Ni une ni deux, furieux et trahi, il réveilla en sursaut le criminel, le traina devant la sortit, et lui gronda:

- Espèce de sal petit ! Je t'ai donné une chance et fait confiance, et toi, tu récidives !

- Monsieur je peux tout vous expliquer ! tenta de se dépêtrer le dormeur.

- Oh ! mais ça, j'y compte bien. La prochaine fois qu'on se voit petit, c'est au tribunal de la ville. Surveille bien tes courriers, ils vont sûrement te faire part de la date par la poste., conclua-t-il, grincheux.

Trois semaines s'écoulèrent et les fêtes passèrent après cette confrontation. De doux petits flocons tombaient paresseusement sur le toit de l'hôtel de ville.

C'était à l'intérieur que se trouvaient le fromager et Peter. En attendant le jugement qui allait être rendu, l'ami et client tenta de rassurer le bougre, qui se sentait quand même un peu coupable d'en être arrivé à un telle extrémité.

- T'en fait pas Will', tu as fait le bon choix. Ton commerce est ta seule source de revenu, c'est normal que tu veuilles le protéger ! Et à cause de ce sal garnement, tu aurais pu le perdre. Mais ne t'inquiète pas, je suis certain que le jugement de la cour va t'être favorable.

William ne put qu'hocher la tête aux dires du noiraud. Sa fromagerie était ce qui lui permettait de vivre, le dormeur devait payer !

Quelques minutes plus tard, le juré repris place et annonça le verdict :

- En vertu des pouvoirs qui me sont accordés par la Constitution Américaine et les lois du Dakota du Sud, je déclare l'accusé, Tom Taylor, coupable ! clama le juge en frappant de son marteau. De par ce fait, en ce jour de 7 février 1916, la cour le condamne à rembourser au plaignant, monsieur William Clarke, 250 $ ainsi qu'à du travail communautaire pendant un an.

Ledit plaignant était soulagé, il recevra enfin son dû et ce Tom apprendra sa leçon.

Enfin, ça, c'était ce qu'il pensait. William croyait vraiment pouvoir continuer sa vie tranquille et agréable. Mais non !

Car, ce petit manège se répéta une troisième fois le mois suivant. Et c'était le tour qui faisait sauter le tire-bouchon !

Il avait cru ce problème résolu ! Vraiment ! Mais encore une fois sa réserve fut saccagée par le dormeur.

Quand William la découverte à nouveau, c'était rouge qu'il avait vu !

Cette fois-là, c'était au tribunal fédéral de son état que le commerçant alla se plaindre.

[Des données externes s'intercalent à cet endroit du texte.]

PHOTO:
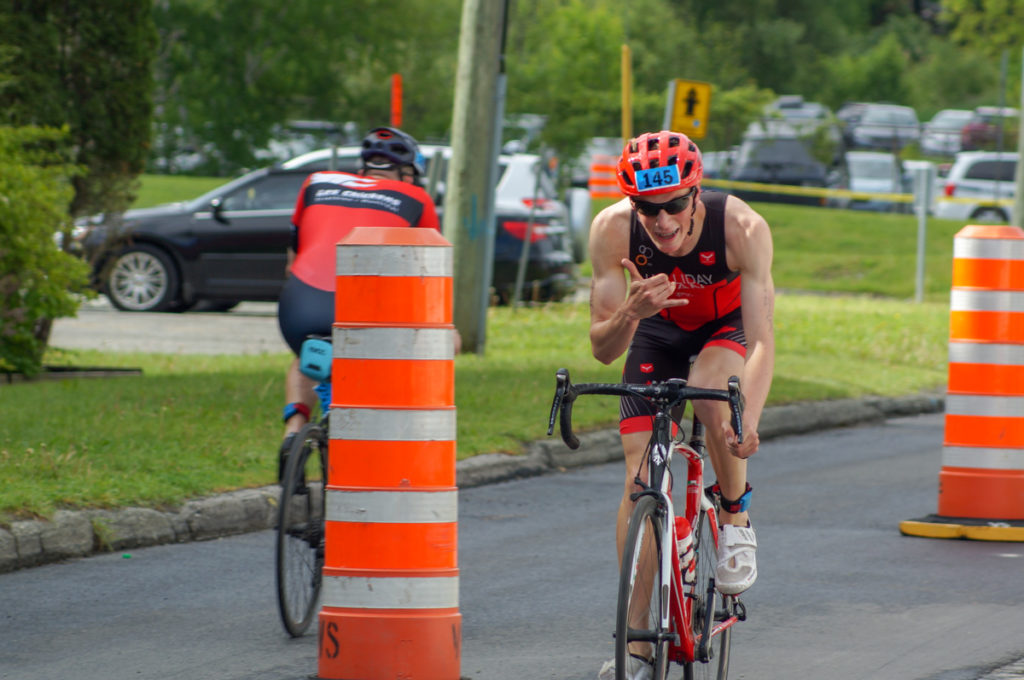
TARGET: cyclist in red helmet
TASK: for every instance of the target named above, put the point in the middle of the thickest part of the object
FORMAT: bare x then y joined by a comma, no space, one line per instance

Ce n'était pas comme s'il voulait ruiner la vie du garçon, mais sa patience avait des limites qu'il avait dépassé. Et puis, on dirait bien qu'il n'apprendrait jamais si on n'employait pas les grands moyens.

C'était pour cela, qu'en attente du procès, la victime avait harcelé les députés, les juges et tous les hommes de loi avec une idée qu'il avait eu: Un tout nouveau projet de loi !

Avec celui-ci, il garantirait sa paix et celle de tous ses confrères.

Les mois s'étaient écoulés, près d'une année, et une nouvelle, qu'il trouva fabuleuse, fut annoncée au journal local.

Ce fut Peter qui la lui annonça :

- William ! Will', il faut que je te parle ! T'as lu le journal ce matin ? demanda essoufflé le père de famille.

- Non, qu'y a-til ?

- Une nouvelle loi a été votée ! Maintenant on ne peut plus dormir dans une fromagerie au Dakota du Sud ! C'est plutôt bon pour tes affaires, non ?

- Vraiment ? Mais c'est merveilleux ! se réjouit le commerçant.

Le mois plus tard, l'ultime procès eut lieu. Tom n'a pas été mis aux fers puisqu'il a commis ses crimes avant la nouvelle règle gouvernemental, mais a pris un amande salée et un très sérieux avertissement. Prochaine infraction, direction prison !

Ça fit un bien fou à William qui, quelques années plus tard, repensa à cette histoire avec un sourire aux lèvres. Car, maintenant, son échoppe n'avait plus rien à craindre. Tout comme celle de ses confrères et rivaux commerciaux à travers tout le Dakota du Sud.